In the margins or on the pages of your Bible, reflect on today’s readings. You may want to think about how God sees and hears His children, even and especially in times of need. For this, you could depict Hagar meeting the angel of the Lord, or hearing God’s voice in the wilderness. You could also draw the “eyes” and “ears” of God, however you see them. You could also focus on Hagar’s words, “you are a God of seeing,” lettering or illustrating them. However you choose to journal this verse today is up to you: the Word is your canvas!

This post comes with a free printable, accessible in our free resource library. To access the library, click here. To get the password, please subscribe to our mailing list.

Bible journaling Hagar - Join Seasons Illustrated for a free twelve-week Bible journaling study on the women of the Bible. www.seasonsillustrated.com

Art in image courtesy of D. Smith-Harper and Raven from Artful Devo.

Hagar Footprint

Further reading:

If you’d like to read more about Hagar and her story, please feel free to check out these resources. Links to Amazon are affiliate links.
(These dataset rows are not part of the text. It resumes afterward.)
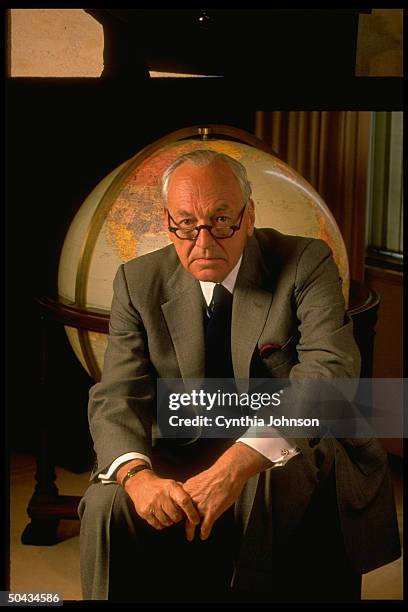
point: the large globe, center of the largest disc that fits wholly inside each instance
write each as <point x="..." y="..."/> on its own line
<point x="122" y="218"/>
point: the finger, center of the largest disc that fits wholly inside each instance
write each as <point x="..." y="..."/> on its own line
<point x="206" y="527"/>
<point x="173" y="511"/>
<point x="162" y="517"/>
<point x="186" y="504"/>
<point x="154" y="522"/>
<point x="190" y="531"/>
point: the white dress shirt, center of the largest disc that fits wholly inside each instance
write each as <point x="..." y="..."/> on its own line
<point x="277" y="450"/>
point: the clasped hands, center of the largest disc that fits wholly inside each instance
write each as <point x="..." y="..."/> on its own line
<point x="202" y="498"/>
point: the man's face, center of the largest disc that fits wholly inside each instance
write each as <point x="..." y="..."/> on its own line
<point x="199" y="195"/>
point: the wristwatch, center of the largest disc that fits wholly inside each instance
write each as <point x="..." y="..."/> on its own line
<point x="133" y="471"/>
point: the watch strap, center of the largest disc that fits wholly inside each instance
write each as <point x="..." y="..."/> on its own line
<point x="133" y="471"/>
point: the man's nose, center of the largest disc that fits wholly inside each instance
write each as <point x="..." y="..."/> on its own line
<point x="204" y="239"/>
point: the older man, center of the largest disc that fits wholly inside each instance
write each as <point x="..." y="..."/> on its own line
<point x="245" y="519"/>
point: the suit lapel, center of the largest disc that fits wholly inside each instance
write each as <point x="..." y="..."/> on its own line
<point x="184" y="311"/>
<point x="250" y="309"/>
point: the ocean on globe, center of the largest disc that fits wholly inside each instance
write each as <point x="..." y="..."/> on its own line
<point x="122" y="218"/>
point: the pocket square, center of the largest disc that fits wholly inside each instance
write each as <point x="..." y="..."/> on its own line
<point x="267" y="349"/>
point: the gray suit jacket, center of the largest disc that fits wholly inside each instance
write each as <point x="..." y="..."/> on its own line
<point x="288" y="292"/>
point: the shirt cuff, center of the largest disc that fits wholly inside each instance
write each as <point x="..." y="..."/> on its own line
<point x="277" y="450"/>
<point x="110" y="476"/>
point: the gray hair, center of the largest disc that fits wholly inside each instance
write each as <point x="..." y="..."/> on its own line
<point x="205" y="157"/>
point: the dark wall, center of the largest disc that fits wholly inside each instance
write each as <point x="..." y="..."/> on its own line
<point x="63" y="137"/>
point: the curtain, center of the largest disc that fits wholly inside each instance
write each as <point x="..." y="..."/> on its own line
<point x="330" y="149"/>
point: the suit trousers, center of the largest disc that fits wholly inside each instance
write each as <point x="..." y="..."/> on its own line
<point x="124" y="559"/>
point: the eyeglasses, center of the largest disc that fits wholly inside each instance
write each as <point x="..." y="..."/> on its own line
<point x="219" y="230"/>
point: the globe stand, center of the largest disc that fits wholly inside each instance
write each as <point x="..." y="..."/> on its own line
<point x="46" y="507"/>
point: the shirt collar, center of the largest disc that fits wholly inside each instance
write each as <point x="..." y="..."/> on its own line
<point x="229" y="281"/>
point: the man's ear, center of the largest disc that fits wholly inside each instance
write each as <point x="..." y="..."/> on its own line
<point x="251" y="214"/>
<point x="166" y="224"/>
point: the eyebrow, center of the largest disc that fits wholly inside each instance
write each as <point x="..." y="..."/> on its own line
<point x="220" y="208"/>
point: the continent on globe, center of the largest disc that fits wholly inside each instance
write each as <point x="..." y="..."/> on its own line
<point x="122" y="218"/>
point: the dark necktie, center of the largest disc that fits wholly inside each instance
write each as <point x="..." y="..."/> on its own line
<point x="218" y="361"/>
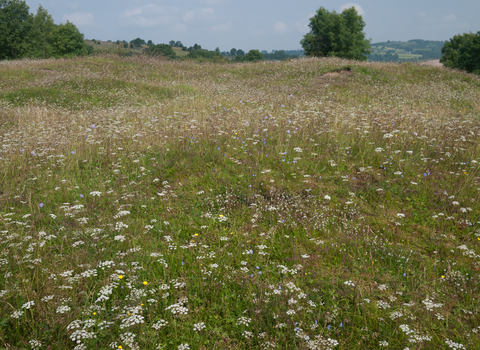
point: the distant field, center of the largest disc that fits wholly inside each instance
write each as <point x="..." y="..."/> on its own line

  • “Hagar” in Women of the Bible: 52 Bible Studies for Individuals and Groups by Ann Spangler and Jean E. Syswerda, pages 20-23. This is a great book that I’ll be referencing a lot in this series. It reflects on 52 different women of the Bible and includes context, prayers, and reflection questions. This book is more faith-focused than academic.
  • “Sarah and Hagar: Power and Privileges” in Just Wives: Stories of Power and Survival in the Old Testament and Today by Katharine Doob Sakenfeld, pages 7-26. This is a modern reading of the story of the two women, focusing on Hagar’s experience especially, and how it related to marginalized women today. This book is in between being faith-focused and academic.
  • “Sarah, Hagar, and Their Interpreters,” in Women’s Bible Commentary: Revised and Updated by Carol A. Newsom, Sharon H. Ringe, and Jacqueline E. Lapsey (editors), pages 51-55. This is more of an academic text on the Bible, but it provides great background and summaries of scholarship on different women. This book is more academic than faith-focused.

Footnotes:

  1. We don’t know the meaning of the name Hagar for certain because the root word,הגר or hgr, is not used in the Bible. One theory is that it means flight, because it resembles the root of the Arabic word for flight. Another theory is that, because the Hebrew word גר (ger) means a foreigner living in Israel, Hagar means foreigner or immigrant. Lastly, because the phrase גר הגר (ger hager) (used in Exodus 12:49, Leviticus 16:29, Numbers 15:15) literally means “the stranger who is a stranger,” it could mean stranger. Ultimately, we are unsure.
  2. While the Bible doesn’t say that Hagar was returning to Egypt, we can guess this because she was later found “on the way to Shur” (Gen 16:7), which was likely just outside the north-eastern boundary of Egypt.
  3. Though modern readers may see this as a bad thing, it is possible that Hagar and her contemporaries understood this quite differently. A wild donkey may have been seen as something closer to a wild stallion, a beautiful creature who had something that Hagar does not: freedom. While we hear that Hagar’s son will be like a wild animal, Hagar may have heard something else: that her son would be free. And, as we see in Genesis 21, he was.